On 11 Nov 2008, at 22:33, Brian Stansberry wrote:
We just found an intermittent failure in the EJB3 testsuite[1]
that's more a JBC or JGroups issue. This is with JBC 3.0.0.CR4 and
JG 2.6.6. I'm speculating it relates to FLUSH work Vladimir's been
doing[2][3].
Issue is an inability to replicate a put:
Caused by: org.jboss.cache.lock.TimeoutException: State retrieval
timed out waiting for flush unblock.
at
org.jboss.cache.RPCManagerImpl.callRemoteMethods(RPCManagerImpl.java:
455)
at ....
org
.jboss
.cache
.invocation.CacheInvocationDelegate.put(CacheInvocationDelegate.java:
560)
at
org
.jboss
.ha
.cachemanager
.CacheManagerManagedCache.put(CacheManagerManagedCache.java:285)
at
org
.jboss
.ejb3.cache.tree.StatefulTreeCache.putInCache(StatefulTreeCache.java:
511)
at
org
.jboss
.ejb3.cache.tree.StatefulTreeCache.create(StatefulTreeCache.java:123)
... 70 more
Looking at RPCManagerImpl.java:455 we have:
if (channel.flushSupported() && !
flushBlockGate.await(configuration.getStateRetrievalTimeout(),
TimeUnit.MILLISECONDS))
{
throw new TimeoutException("State retrieval timed out waiting for
flush unblock.");
}
Basically, failing on flushBlockGate.await(). Looking at use of
flushBlockGate, the gate is closed in block() and opened in
unblock(). *Assuming* no bug in ReclosableLatch, seems like block()

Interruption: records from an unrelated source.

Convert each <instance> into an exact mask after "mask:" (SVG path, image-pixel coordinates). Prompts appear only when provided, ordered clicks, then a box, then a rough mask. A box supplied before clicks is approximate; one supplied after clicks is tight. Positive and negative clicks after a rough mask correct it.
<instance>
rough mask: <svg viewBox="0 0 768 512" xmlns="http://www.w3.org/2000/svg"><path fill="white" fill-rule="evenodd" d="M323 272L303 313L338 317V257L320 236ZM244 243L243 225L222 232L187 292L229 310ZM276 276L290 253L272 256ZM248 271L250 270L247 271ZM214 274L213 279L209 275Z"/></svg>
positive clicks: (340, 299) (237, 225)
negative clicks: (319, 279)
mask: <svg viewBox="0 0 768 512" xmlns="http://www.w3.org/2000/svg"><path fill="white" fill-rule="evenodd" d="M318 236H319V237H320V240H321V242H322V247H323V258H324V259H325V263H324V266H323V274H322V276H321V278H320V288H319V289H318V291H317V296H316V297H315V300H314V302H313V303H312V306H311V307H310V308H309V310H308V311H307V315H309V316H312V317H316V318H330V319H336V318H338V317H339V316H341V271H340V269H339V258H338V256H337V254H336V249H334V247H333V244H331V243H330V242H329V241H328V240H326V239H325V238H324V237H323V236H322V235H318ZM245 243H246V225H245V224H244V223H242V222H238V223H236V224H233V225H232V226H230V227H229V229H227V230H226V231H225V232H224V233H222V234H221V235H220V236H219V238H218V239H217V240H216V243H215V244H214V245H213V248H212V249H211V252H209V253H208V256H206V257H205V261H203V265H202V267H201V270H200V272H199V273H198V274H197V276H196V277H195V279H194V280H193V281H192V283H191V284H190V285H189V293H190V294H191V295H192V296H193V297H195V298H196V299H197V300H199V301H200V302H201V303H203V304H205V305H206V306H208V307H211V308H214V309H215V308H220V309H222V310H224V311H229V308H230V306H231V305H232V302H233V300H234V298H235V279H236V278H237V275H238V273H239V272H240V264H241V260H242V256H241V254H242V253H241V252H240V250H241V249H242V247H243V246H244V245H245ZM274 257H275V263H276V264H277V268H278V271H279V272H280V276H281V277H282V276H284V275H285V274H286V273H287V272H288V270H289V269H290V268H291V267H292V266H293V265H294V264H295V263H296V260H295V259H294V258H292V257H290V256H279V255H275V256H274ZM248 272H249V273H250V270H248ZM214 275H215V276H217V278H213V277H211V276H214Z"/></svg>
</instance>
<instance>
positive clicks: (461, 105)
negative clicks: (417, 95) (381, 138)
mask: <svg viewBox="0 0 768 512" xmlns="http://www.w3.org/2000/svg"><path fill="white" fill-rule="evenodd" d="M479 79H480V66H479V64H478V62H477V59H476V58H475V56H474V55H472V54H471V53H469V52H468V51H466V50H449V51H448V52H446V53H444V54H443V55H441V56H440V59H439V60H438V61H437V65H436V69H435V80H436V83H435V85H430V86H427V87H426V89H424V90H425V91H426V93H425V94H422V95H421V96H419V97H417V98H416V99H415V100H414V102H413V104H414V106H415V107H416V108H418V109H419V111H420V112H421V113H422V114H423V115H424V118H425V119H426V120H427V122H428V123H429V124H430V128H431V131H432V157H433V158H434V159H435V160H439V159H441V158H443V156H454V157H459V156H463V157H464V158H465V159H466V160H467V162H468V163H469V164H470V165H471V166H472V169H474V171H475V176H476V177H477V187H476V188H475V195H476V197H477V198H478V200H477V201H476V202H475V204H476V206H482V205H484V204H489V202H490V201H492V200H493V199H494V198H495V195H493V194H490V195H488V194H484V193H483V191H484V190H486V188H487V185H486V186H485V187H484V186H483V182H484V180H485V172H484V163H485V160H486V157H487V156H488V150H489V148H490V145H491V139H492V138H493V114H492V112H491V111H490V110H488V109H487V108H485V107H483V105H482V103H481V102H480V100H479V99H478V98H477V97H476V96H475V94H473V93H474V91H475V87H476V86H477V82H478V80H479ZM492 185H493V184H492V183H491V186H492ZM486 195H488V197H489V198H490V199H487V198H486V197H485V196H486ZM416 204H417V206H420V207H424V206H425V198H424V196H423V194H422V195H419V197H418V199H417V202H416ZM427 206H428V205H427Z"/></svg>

is getting called here with no subsequent call to unblock().
(Unfortunately, logs related to this failure are gone, so I can't
prove that.)
Questions:
1) Vladimir, could the JGRP-855 issue result in block() getting
called with no subsequent call to unblock(), either on the flush
coordinator or on one of the other nodes? If yes, your JGRP-855 fix
will probably fix this as well.
2) Looking at RPCManagerImpl.start(), it does a connect+state
transfer in a try/catch where any failure should result in a
CacheException being thrown from start(). That CacheException
should have prevented deployment of the ejb; i.e. the call shown in
the stack trace above shouldn't have happened. Only way I see it
could have happened is if the node that threw above exception wasn't
the flush coordinator; i.e. its cache started fine, but a problem on
another node led to its block() being called with no matching
unblock(). That's a big issue too, as it means a failure in one
node can take down the entire cluster by leaving everyone's
flushBlockGate closed.
Yes, this was always an issue with the way we used FLUSH - that
someone in the group could initiate a FLUSH and then die leaving other
members' flushBlockGates closed. TBH, apart from adding timeouts to
the flushBlockGate, I can't see how we would get around this.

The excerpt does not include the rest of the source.